2.2. O presente recurso de revista centra-se no regime de impugnação das decisões do juiz de tribunal administrativo e fiscal em acções administrativas especiais de valor superior à alçada do respectivo tribunal.
O acórdão recorrido, ao não conhecer do recurso, invocou múltiplas decisões quer do TCA quer deste Supremo Tribunal.
E na verdade, encontra-se estabilizada a jurisprudência no sentido de que no quadro do CPTA, na redacção em vigor à data, das decisões do relator (e por haver relator, nos TAF, nas acções administrativas especiais de valor superior à alçada do respectivo tribunal), havia lugar a reclamação; e de que tendo sido interposto recurso só havia convolação para reclamação se tivesse sido respeitado o prazo desta.
Nestas circunstâncias, estando a matéria esclarecida ao nível deste Supremo Tribunal e tendo o acórdão recorrido seguido, no essencial, a respectiva linha de entendimento, a problemática trazida perdeu relevo, não podendo ser já considerada de importância fundamental, para o efeito da admissão deste recurso; e, naturalmente, não se revela, também, que a revista seja claramente necessária para melhor aplicação do direito.

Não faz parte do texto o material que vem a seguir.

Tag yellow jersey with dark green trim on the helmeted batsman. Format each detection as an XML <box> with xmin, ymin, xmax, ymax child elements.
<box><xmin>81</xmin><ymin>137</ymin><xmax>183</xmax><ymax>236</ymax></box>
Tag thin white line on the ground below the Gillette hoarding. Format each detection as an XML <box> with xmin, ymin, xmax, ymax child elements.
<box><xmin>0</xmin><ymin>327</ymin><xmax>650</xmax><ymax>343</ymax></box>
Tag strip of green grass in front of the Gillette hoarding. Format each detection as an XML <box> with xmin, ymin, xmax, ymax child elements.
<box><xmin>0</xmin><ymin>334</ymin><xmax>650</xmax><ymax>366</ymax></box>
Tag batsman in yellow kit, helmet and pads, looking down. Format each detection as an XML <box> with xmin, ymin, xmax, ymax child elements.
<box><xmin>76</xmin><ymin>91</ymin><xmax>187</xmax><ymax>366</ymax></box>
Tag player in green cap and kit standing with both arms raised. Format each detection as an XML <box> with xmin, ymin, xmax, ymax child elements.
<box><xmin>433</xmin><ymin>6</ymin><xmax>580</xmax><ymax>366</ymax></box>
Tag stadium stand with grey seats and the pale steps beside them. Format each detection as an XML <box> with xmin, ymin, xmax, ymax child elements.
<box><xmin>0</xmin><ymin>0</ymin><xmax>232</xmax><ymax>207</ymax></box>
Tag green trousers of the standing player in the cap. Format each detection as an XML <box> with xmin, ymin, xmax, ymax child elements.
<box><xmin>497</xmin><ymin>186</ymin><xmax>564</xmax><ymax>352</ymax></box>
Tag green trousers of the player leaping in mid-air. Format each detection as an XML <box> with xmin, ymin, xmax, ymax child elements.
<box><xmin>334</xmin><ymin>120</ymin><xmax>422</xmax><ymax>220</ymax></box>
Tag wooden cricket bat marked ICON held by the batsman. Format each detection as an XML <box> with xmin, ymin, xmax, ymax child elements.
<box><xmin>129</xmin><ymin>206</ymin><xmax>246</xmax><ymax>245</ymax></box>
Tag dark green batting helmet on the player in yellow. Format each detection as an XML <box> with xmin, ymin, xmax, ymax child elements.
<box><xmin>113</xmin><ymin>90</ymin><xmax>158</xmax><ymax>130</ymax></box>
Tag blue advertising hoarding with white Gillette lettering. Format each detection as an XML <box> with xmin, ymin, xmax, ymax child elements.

Este entendimento não se altera pelo facto de, posteriormente à interposição do recurso, ter surgido a nova redacção do art.º 40.º do ETAF, introduzida pelo Dec. Lei n.º 214-G/2015, de 2 de Outubro. Ela não foi tratada no acórdão recorrido e eventuais divergências isoladas de solução de casos concretos num problema que pela natureza do evento normativo que o gera se irá esgotando, não bastam para tornar claramente necessária a intervenção do Supremo Tribunal Administrativo.
3. Pelo exposto, não se admite a revista.
Custas pela recorrente.
Lisboa, 28 de Abril de 2016. – Alberto Augusto Oliveira (relator) – Vítor Gomes – São Pedro.